Я захлопнула за ним дверь и бросила на пол столовый ножик, который без всякой мысли схватила, когда мне помешали читать, и потом спрятала его в рукав на всякий случай.
Что я чувствовала, как я провела эту ночь, вы можете понять. Не хочу вам рассказывать ряда мелких, оскорбительных неприятностей, который начался для меня с этого дня. У меня отняли лучшие роли, меня мучили беспрерывной игрой в ролях, вовсе чуждых моему таланту, со мною все наши власти начали обращаться грубо, говорили мне «ты», не давали мне хороших костюмов; не хочу потому рассказывать, что это все пойдет в похвалу князю: он не так бы мог поступить со мною, он поделикатился, он меня уважил гонениями, в то время как он мог наказать меня другими средствами.
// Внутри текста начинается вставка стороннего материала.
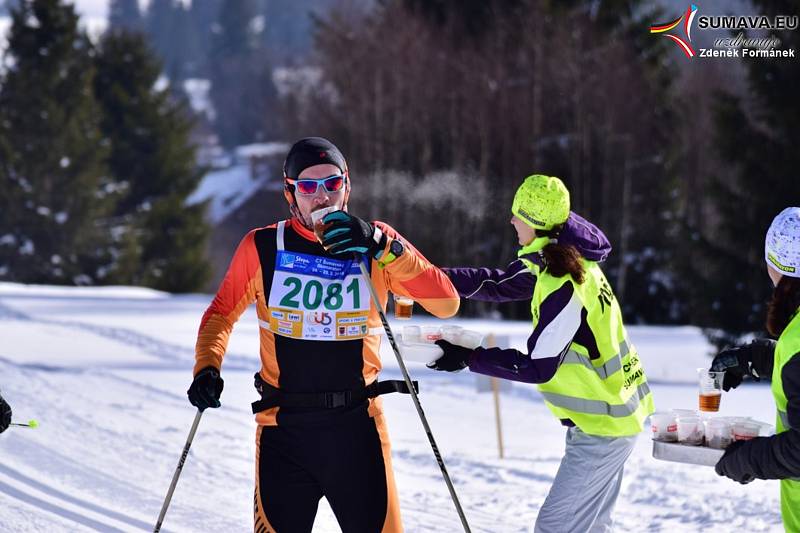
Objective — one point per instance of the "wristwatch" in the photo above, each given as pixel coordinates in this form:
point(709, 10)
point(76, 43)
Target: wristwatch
point(396, 249)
Да и сказать правду, я думаю, меня не скоро бы они добили только такими мелочами… хуже всего этого были последние слова князя; они врезались в голову, в сердце; я не знаю, как вам сказать, антонов огонь сделался около них. Я не могла отделаться от них, забыть… С тех пор я постоянно в лихорадке, сон не освежает меня, к вечеру голова горит, а утром я как в ознобе. Поверите ли, что с тех пор каждую неделю мне перешивают костюмы, и я радуюсь этому, а с тем вместе, признаюсь вам, страшно, страшно и больно. Да разве не могло иначе быть?.. Видно, что нет… С тех пор, больная, в каком-то горячечном состоянии выхожу я на сцену, и меня осыпают рукоплесканиями, не понимая моей игры. Я с тех пор играю одну роль, зрители не догадались. Талант мой тухнет, я становлюсь одностороннее; есть роли, которые я играю небрежно, которые мне сделались невозможны. Итак, все кончено – и талант и жизнь… прощай, искусство, прощайте, увлечения на сцене! Поживу еще года два с князевыми словами: их бы вырезать на моей могиле.
Она умолкла. Я не нашел ей ничего сказать в утешение. Помолчавши, она продолжала:
– Месяца два тому назад был бенефис. Прошу костюма – не дают. «В таком случае, – сказала я режиссеру, – я куплю на свои деньги что надобно и сошью его себе». Надеваю шляпку и хочу идти в лавки.
– Не велено никуда пускать без спросу; где у вас дозволение?
Я была раздражена и пошла в контору. Князь был там; подхожу к нему и прошу позволения идти в лавки.
– Странное время тебе назначают любовники для свиданья – утром! – заметил князь, к неописанному удовольствию управляющего и лакеев.
Кровь бросилась мне в голову; мое поведение было незапятнанное;
– Так это для сбережения нашей чести вы запираете нас? Ну, князь, вот вам моя рука, мое честное слово, что ближе году я докажу вам, что меры, вами избранные, недостаточны!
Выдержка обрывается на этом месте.